Donald Kuspit has written that "Hawkesworth's art is about the uncanniness of suffering." In the artist's work, however, there is more evidence of the force of life. It seems to be informed by the old paradox: because death is inevitable, all human activity is futile; it is at the same time and for the same reason, heroic and deeply touching. Elizabeth Sussman has written: "Hawkesworth's art conveys a desire for painting to return to its primary concern for deep existential meaning."

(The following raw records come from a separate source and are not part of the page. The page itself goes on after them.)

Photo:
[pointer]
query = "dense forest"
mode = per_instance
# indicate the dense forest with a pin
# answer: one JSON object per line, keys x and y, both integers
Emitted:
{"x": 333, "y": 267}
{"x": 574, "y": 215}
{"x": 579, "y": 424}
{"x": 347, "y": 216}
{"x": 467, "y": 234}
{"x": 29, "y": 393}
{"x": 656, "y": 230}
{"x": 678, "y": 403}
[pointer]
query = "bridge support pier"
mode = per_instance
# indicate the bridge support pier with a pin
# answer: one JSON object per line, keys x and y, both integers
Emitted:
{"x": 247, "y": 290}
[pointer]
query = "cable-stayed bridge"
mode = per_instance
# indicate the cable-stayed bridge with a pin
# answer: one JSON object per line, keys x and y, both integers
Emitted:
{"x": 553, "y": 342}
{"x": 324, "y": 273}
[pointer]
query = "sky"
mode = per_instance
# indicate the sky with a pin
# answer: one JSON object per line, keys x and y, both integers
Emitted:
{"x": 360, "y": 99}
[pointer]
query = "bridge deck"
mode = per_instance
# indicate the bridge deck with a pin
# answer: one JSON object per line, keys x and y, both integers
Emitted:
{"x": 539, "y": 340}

Mr. Hawkesworth, who grew up in Ireland, draws heavily from his European roots. It is, as Donald Kuspit has noted, "art that is existentially and humanistically orientated. It is concerned to articulate a tragic sensibility.... Art once again engaged with trying to say what it means to be human". Educated in Trinity College Dublin, Hawkesworth has been exhibiting regularly in New York and Ireland. His work has received considerable critical attention and is in many public and private collections including the Brooklyn Museum of Art and the Museum of Fine Arts, Boston. He has exhibited at the Royal Hibernian Academy, Dublin, San Diego Museum of Contemporary Art, and the List Visual Arts Center at MIT in Cambridge, MA.

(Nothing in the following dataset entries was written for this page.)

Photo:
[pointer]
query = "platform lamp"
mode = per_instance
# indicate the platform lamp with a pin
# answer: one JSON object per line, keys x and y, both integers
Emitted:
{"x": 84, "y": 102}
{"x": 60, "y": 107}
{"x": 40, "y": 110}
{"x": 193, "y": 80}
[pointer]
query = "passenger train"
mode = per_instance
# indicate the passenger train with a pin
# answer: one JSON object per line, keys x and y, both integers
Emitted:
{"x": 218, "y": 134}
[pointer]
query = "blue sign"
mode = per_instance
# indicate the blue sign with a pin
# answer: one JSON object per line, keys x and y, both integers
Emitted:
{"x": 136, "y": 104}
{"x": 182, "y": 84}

Born in Wicklow in the mid 1950s Hawkesworth graduated with a B.A. in History and Political Science from Trinity College, Dublin. He then moved to Boston where he graduated with a M.F.A. from the School of the Museum of Fine Arts Tufts University, Boston, MA. Following this Hawkesworth continued to exhibit extensively in the US for the following two decades when he then returned to Ireland to take up a residency at Ballinglen Arts Foundation Fellowship, Co. Mayo, Ireland. Throughout his career Hawkesworth has also continued to give public lectures at the Pennsylvania Academy of Fine Arts and currently runs a series of drawing workshops at the Norristwown Arts Building, Norristown, PA. Solo exhibitions have included Littlejohn Contemporary, New York, 2012, 2011, Taylor Galleries, Dublin 2008, Redbrick, Beverly MA, 2007, Royal Hibernian Academy, 2006. His work is held in the following collections: Irish Museum of Modern Art, Dublin, Dublin City Gallery Hugh Lane, Dublin, Anglo Irish Bank, New York, Brooklyn Museum, Brooklyn NY and Museum of Fine Artds, Boston, MA.